Shut your eyes, extend your arm and let the hands hang loose. open your eyes and have a look at the shape of your palm.

Surprised?

Narrower towards the thumb and forefinger, wider thereafter. Now grip something like plasticine, and see the shape that comes out of your hand.

it won't look even one bit like your handlebar.

Those thick foam things deform and take the shape of your hands in a short time. And (without gloves that prevent the chafing) they are a lot more comfy than the stock grips.

You have to make an effort to grip the grips. much less effort required for the wider stuff. If your hands are more open, they are a lot less fatigued. Try making your grips shaped like narrow rugby balls, and see how they feel. So why do the manufacturers make them thin, round and universally sized?

Nothing to do with ergonomics.

Hrishikesh said...

I would have to disagree on this one. Have been riding around on a Pulsar for more than 5 years now, and sadly, am without kit for all of my commutes. (yes, i do kit out on long rides)

Have never felt the chafing or any other issue with the grips. While they could be harder than the ones in the pic which you have attached, the stock ones are pretty much non slippery in rain and mud... Am not saying that they are better than urs, but hey, they work !

rearset said...

DocArn:
I was purely talking from a control and feel perspective. So you're probably right on the foam bit.

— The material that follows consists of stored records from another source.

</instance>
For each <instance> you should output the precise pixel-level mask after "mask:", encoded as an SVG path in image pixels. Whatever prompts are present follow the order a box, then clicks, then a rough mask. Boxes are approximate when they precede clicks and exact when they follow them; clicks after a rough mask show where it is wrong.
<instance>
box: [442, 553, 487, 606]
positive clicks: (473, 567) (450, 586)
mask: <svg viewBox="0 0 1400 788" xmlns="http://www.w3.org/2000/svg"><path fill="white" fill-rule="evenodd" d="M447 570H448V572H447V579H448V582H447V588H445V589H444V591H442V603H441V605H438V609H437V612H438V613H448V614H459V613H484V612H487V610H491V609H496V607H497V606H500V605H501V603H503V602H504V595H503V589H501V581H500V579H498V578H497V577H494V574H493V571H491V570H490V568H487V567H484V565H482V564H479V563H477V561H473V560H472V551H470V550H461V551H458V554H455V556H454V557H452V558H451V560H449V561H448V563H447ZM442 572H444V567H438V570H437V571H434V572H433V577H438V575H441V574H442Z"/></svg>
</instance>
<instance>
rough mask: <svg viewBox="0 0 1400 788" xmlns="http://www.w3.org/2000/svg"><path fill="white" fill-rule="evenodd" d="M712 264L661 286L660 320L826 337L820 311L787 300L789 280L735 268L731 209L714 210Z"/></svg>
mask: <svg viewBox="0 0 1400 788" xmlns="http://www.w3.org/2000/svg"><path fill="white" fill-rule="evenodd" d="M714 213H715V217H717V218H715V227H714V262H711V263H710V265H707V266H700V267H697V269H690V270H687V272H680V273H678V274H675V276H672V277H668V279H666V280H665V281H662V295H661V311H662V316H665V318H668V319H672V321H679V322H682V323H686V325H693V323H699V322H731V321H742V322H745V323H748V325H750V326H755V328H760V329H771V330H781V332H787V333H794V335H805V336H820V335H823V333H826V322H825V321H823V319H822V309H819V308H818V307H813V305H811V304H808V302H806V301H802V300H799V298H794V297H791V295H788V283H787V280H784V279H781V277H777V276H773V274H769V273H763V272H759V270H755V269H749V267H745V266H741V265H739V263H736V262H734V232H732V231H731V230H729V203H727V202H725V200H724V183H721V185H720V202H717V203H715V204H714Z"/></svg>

However, there were two times I rode bikes with proper aftermarket foam grips. I noticed that neither were any thicker than the ProGrip Superbike grips on my bike. Which was my point really.

Hrishikesh:
The ones in the pic aren't hard. They're about the same in feel as the best Natraj Eraser, but don't rub out in crumbs. Damn good. Really. Stock Pulsar grips? I'm only reporting what I've heard over and over again from daily no-glove typeses. So I could be wrong. Excused on account of hearsay? :-D

JulianPaul said...

@Dr Arnob

have to completely disagree with ya on this.

what we were discussing here was the thickness and diameter of grips, not the profile.

kinetic made a big mistake when they used 'fist shaped' grips on their nova. its ok when you first hold it, at idle, but twist it and everything goes to hell.

with a grip type throttle, round is the best shape.

with weapons like the almighty katana, its a different story. sure they spin and swing it around at times, but never roll it in the fist like a throttle grip.

JulianPaul said...

Ok i think i'm getting a bit anal here, but i had to add this.

My girlfriend's dad bought her a bajaj wave. and just like on his chetak, he popped on a pair of foam 'grip covers' as they're called. when the original grips are already high-density foam like the earlier mentioned boxer. Now she has small hands and was having a hard time controlling it. so i tore off those damn covers, and voila, MUCH improved control.

now if you think its because she has small hands, the cbz owner friend of mine has HUGE palms, but he cant handle large, thick grip covers either.

enough of the ranting, its just so annoying to see ppl covering up perfectly good grips with those shitty covers. and why ? usually because the dealer, or someone else said so.